Я говорил непринуждённо, даже улыбался — что ещё оставалось? Барнхауз помрачнел.
— Да, Ниобея, Джозеф, Ниобея! Вот уж где перспективы, другого столь же богатого шарика в космосе не найти. Если бы не этот человеконенавистник Штилике, я бы с помощью Ниобеи такое дал ускорение промышленности на Земле! Поворот всей нашей истории, не меньше!
Агнесса сказала с мягкостью, какой я не ожидал от неё:
— Штилике не ненавистник, Питер, он фанатик. У него глаза безумца, так мне всегда казалось. Он и жизни своей не пожалеет ради своей мрачной идеи — вытаскивать недочеловеков из пропасти. Страшно даже вспомнить, как он весь спружинивался, когда ты возражал ему. Я и сейчас содрогаюсь, лишь подумаю об этом.
— Мрачный, мрачный! — радостно подтвердил Барнхауз. — В общем, мир его праху! Поменьше бы таких деятелей. Но насчёт идеи ты не права, Агнесса. Я тоже жизнь отдам за свою идею. Но какую? Безмерно умножить благоденствие человечества — вот моя идея. Идея идее рознь, вы не находите, Джозеф?
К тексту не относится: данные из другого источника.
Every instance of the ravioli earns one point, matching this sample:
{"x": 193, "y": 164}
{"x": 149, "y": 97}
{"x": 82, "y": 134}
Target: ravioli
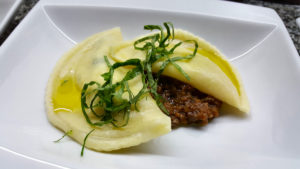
{"x": 209, "y": 72}
{"x": 81, "y": 65}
— Да, идеи бывают разные, — согласился я и стал прощаться, ссылаясь на то, что ещё не вполне восстановил своё здоровье.
От Барнхауза я пошёл в Управление Дальнего Космоса. Помню, что очень боялся всех прохожих. Среди них могли быть знакомые Виккерса. Кинулись бы ко мне с расспросами, а я никого из них не знаю — что им говорить?
В Управлении я направился к Игнатию Скоморовскому. Он подписывал мою командировку на Ниобею, он распорядился доставить мой мозг живым на Землю. Не ученик, но друг Раздорина, Скоморовский уже лет тридцать заведовал всеми делами на всесолнечных планетах. Он не мог не знать, как из двух разнохарактерных людей составили одного человека.
Он дружески обнял меня, не так мощно, как Барнхауз, но ещё теплей. Однако по тому, как деликатно он отвёл глаза, я понял, что ему больше чем просто непривычно моё преображение. Он не смог сопоставить меня с моим теперешним обликом и растерялся: признаваться в том либо промолчать?
— Как, по-вашему, Игнатий, кто я теперь — Штилике или Виккерс? — спросил я прямо.
Он с полминуты помолчал, перебарывая неприятие моего нынешнего образа.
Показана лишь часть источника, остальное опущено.